その後,私はKrashenの言葉に引き寄せられるように,イマージョン教育の文献を読み始めました。そして2005年度から2007年にわたってアメリカの日本語イマージョンスクール及びスペインの英語イマージョンスクールを調査する機会を得ることができました。児童・生徒の語学力の高さには圧倒させられました(「地域に根差した英語教育の総合的研究」科研費研究成果報告書,2008年参照)。その後,アミークス国際学園が設立され,私は設立以来,何度も本校を訪問し,児童・生徒が高い英語力を身に付け,日本語力を維持し,適切な学齢レベルの教科内容を修得していることに驚きました(「日本における英語イマージョン教育の成果と課題:沖縄アミークス国際学園の事例」,英語検定協会委託研究,2016年参照)。
前述したイマージョン校における共通した理念は言語や文化が多様であればあるほど,お互いを理解するためのツールとしての外国語能力が必要であるということです。

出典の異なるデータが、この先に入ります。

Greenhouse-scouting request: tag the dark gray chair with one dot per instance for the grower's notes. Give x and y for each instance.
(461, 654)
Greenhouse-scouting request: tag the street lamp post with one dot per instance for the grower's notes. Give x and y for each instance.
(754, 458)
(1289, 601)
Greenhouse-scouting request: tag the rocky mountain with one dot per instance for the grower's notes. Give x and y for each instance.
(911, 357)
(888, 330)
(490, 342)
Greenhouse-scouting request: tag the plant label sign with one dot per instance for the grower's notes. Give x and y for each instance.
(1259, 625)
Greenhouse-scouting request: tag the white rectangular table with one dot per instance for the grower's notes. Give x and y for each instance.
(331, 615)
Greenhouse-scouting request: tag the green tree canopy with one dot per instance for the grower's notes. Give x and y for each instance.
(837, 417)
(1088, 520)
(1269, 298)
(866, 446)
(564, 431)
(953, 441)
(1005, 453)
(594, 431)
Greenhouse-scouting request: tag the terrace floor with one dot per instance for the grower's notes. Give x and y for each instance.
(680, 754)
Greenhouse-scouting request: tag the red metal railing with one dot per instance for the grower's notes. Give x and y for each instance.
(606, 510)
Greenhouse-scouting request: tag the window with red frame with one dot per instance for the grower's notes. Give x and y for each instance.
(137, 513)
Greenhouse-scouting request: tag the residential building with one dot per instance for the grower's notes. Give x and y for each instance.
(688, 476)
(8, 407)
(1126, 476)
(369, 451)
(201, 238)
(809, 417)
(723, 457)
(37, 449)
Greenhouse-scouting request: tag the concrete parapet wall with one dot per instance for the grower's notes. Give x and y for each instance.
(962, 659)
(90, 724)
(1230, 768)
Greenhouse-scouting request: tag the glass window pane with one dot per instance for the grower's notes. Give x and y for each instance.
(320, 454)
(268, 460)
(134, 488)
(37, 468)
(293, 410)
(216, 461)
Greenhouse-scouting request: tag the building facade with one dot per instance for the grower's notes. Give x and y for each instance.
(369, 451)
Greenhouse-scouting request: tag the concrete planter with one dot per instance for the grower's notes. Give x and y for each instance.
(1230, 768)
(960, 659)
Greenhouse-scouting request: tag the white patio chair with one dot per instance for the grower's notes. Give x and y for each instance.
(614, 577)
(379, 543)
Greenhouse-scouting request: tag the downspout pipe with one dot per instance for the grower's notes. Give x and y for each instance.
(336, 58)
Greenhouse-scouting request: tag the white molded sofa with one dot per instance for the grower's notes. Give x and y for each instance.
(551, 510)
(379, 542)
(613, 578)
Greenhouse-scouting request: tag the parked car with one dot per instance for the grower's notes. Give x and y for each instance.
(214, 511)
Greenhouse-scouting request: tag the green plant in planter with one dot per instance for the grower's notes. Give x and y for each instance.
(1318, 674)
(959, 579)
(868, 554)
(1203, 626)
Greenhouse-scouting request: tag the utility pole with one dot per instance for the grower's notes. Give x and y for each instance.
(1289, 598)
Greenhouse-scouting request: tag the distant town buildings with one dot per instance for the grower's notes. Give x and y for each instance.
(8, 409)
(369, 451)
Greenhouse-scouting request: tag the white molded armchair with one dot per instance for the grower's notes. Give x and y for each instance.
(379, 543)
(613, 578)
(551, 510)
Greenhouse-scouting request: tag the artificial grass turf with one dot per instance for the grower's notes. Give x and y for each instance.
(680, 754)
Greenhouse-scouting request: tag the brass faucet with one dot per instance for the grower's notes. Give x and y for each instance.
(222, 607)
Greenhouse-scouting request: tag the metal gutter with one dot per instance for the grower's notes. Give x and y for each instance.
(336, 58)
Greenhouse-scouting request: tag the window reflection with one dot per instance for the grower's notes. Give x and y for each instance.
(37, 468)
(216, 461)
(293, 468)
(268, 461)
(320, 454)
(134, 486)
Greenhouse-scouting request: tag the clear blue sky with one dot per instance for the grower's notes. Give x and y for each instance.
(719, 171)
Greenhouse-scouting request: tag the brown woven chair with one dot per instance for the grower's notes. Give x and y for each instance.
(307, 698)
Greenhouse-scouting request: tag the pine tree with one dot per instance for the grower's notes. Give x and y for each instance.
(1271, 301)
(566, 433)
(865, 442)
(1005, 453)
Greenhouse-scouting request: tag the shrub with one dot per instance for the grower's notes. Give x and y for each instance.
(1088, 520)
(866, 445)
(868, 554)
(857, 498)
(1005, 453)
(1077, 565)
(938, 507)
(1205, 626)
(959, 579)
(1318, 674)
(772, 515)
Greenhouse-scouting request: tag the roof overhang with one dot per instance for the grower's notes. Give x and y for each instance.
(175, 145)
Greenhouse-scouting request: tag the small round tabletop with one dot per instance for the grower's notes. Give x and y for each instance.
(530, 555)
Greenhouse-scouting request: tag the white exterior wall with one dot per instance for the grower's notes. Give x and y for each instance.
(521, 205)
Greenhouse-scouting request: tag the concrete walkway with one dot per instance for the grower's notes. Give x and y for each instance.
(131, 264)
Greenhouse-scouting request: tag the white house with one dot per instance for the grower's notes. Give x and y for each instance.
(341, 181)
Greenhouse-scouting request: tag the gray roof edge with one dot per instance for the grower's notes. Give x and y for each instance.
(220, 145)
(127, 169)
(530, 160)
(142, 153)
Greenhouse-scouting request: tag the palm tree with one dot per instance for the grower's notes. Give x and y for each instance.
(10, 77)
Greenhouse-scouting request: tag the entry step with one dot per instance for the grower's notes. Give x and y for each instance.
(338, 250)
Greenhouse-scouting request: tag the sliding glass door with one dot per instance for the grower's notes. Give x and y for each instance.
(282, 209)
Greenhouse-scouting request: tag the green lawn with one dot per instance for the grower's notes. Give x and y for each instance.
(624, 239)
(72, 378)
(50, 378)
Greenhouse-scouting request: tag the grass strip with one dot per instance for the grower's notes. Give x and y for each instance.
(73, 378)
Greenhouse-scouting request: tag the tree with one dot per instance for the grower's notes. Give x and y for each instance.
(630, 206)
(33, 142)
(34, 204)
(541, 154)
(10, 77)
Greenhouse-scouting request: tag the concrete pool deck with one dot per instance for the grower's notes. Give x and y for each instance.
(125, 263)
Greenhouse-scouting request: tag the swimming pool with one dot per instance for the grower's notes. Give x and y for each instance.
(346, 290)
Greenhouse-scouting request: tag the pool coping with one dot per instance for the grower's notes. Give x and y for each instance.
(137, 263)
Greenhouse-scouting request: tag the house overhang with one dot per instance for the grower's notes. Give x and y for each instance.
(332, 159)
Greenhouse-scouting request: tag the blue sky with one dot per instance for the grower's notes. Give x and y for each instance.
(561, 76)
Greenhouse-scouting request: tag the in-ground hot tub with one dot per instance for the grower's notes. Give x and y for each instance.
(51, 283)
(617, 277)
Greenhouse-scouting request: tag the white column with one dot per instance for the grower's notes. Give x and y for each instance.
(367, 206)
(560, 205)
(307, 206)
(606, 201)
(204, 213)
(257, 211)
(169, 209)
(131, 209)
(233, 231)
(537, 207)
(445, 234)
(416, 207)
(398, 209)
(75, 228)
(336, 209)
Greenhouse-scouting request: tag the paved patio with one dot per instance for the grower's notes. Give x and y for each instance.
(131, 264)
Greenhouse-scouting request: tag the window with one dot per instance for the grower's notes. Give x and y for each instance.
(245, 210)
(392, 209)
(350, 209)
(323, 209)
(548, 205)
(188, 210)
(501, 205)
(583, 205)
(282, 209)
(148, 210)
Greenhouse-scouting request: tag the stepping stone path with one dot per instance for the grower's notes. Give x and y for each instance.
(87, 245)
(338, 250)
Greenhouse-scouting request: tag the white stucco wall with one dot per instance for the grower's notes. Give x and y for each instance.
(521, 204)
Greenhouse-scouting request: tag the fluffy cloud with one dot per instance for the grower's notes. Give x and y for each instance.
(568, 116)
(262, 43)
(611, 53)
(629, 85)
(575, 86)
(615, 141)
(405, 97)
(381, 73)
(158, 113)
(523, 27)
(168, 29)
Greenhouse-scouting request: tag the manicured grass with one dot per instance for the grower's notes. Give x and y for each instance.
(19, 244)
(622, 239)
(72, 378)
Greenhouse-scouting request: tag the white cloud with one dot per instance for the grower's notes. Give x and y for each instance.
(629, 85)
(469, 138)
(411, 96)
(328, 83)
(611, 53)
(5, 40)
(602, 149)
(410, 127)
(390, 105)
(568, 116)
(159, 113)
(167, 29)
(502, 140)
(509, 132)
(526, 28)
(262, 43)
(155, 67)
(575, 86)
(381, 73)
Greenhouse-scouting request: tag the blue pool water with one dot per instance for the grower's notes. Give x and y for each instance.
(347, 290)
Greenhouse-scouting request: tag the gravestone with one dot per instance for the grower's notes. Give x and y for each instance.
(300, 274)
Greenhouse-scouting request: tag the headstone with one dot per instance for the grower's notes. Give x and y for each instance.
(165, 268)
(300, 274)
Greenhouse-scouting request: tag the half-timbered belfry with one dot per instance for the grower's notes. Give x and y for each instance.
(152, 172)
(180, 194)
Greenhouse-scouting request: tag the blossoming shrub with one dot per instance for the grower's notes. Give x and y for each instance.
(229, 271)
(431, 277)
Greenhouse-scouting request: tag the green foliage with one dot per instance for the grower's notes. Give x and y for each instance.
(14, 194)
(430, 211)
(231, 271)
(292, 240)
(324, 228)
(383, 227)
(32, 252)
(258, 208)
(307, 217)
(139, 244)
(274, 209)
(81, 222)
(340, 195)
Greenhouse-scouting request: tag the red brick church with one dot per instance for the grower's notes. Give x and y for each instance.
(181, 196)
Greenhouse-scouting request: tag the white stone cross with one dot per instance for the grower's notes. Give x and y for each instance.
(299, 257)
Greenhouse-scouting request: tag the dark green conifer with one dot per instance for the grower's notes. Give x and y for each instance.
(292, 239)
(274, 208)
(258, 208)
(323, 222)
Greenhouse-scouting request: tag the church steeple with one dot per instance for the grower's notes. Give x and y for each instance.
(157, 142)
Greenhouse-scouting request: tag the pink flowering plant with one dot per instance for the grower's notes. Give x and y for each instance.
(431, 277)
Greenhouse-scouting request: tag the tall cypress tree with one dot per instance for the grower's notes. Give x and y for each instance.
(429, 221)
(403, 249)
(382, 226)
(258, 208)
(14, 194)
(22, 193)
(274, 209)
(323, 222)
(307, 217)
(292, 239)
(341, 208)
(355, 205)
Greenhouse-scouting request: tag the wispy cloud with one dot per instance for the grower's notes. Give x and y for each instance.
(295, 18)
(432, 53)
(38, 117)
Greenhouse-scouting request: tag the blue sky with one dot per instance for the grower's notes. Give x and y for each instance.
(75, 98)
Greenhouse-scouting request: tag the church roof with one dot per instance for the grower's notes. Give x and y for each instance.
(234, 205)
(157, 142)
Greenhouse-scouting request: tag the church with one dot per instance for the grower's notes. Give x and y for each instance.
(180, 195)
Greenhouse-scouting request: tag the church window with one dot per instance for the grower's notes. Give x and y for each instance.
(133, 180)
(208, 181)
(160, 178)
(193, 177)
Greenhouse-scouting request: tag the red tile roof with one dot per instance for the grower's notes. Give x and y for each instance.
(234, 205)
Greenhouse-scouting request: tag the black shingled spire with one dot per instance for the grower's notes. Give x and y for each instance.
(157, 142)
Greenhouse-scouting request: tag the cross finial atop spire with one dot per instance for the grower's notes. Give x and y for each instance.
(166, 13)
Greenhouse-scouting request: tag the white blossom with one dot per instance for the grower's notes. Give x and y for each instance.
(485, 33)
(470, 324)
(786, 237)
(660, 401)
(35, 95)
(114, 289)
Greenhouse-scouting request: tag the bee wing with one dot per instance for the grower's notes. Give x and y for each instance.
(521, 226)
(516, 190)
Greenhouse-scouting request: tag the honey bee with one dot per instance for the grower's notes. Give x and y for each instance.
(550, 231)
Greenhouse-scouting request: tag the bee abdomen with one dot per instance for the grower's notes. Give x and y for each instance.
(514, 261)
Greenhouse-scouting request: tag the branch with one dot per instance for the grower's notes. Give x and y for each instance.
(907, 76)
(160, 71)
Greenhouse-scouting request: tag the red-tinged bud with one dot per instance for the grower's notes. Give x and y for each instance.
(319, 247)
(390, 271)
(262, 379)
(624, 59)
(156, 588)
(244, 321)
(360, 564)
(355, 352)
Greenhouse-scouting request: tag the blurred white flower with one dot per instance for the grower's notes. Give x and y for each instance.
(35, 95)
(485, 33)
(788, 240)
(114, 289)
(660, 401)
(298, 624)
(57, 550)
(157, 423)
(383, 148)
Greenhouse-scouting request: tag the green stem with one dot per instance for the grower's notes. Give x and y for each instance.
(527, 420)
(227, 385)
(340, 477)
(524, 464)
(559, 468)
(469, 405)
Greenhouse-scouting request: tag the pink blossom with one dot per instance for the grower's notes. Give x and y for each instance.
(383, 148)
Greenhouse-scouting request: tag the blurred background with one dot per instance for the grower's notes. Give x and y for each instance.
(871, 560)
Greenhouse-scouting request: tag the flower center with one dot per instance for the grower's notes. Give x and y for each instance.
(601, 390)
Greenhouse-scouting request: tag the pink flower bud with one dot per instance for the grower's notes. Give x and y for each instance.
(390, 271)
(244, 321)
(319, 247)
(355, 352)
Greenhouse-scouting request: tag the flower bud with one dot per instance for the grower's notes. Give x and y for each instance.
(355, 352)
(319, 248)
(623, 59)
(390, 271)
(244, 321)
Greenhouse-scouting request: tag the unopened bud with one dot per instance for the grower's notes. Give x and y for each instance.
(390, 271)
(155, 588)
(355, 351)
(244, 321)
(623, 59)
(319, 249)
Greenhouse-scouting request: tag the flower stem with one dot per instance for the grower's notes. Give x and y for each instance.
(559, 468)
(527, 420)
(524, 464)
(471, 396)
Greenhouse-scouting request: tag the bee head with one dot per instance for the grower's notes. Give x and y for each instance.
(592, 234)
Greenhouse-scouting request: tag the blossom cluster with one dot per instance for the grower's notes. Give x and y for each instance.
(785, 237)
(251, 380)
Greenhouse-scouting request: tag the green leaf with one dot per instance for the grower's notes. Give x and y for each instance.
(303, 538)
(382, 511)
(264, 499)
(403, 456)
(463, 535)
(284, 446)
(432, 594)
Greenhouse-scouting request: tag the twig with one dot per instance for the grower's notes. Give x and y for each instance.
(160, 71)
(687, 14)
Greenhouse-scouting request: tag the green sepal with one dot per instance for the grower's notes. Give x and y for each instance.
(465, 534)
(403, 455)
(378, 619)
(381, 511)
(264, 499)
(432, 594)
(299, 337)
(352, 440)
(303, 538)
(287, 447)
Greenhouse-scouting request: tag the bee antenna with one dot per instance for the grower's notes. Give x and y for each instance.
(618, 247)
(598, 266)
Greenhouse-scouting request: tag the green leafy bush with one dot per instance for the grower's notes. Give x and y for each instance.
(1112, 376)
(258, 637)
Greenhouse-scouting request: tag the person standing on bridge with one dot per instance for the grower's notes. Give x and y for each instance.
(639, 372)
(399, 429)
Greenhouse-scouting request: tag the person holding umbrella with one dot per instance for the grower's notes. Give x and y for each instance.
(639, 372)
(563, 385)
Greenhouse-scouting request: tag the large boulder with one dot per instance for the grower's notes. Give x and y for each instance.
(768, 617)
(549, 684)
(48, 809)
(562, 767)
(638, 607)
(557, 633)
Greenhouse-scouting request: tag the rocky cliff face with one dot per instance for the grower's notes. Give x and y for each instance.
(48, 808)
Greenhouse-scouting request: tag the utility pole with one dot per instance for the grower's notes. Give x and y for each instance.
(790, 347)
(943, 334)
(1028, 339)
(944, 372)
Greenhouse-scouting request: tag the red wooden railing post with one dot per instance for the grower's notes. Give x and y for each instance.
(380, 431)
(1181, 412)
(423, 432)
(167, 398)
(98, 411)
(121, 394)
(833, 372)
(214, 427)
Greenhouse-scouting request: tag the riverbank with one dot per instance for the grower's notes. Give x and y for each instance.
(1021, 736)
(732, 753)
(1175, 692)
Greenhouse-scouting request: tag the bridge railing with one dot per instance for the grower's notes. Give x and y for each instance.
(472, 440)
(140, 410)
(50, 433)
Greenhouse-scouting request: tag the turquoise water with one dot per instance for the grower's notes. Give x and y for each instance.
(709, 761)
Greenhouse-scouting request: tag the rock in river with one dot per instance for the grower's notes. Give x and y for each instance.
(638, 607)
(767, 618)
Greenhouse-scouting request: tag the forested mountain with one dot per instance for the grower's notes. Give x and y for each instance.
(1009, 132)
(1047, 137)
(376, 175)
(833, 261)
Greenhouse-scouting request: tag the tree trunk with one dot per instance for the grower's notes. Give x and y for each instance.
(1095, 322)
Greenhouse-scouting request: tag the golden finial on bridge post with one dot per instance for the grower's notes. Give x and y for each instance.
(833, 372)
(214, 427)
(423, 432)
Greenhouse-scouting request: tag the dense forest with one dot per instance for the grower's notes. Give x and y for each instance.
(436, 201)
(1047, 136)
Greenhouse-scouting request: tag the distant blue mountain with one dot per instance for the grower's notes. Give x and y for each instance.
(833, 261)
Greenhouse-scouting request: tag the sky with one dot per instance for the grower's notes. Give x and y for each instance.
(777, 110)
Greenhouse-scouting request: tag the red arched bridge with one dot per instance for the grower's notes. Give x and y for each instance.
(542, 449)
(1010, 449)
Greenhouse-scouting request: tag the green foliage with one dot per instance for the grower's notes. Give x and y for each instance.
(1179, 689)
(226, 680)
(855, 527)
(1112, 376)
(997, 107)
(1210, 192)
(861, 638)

それがないとお互いを理解できず争いが起こります。しかし,さらに重要なのは,「外国語を使えるだけでは意味がない」という考えです。言語,文化,価値観が多様化すればするほど,自分で考え,学び,行動し,自分の将来を自分で切り開く力を育成することが重要です。これは,まさに,アミークスが掲げる教育理念そのものです。
今後は,私は参観者としてではなく,アミークスをさらに発展させていく重大な使命と役割を担うことになりました。社会は益々複雑化・多様化していき,予測不能な時代へと進んでいきます。児童・生徒が,高い英語力と,自分で考え,学び,行動し,自分の将来を自分で切り開いていく力を身に付けることができるように,教職員一丸となって日々精進していきたいと考えています。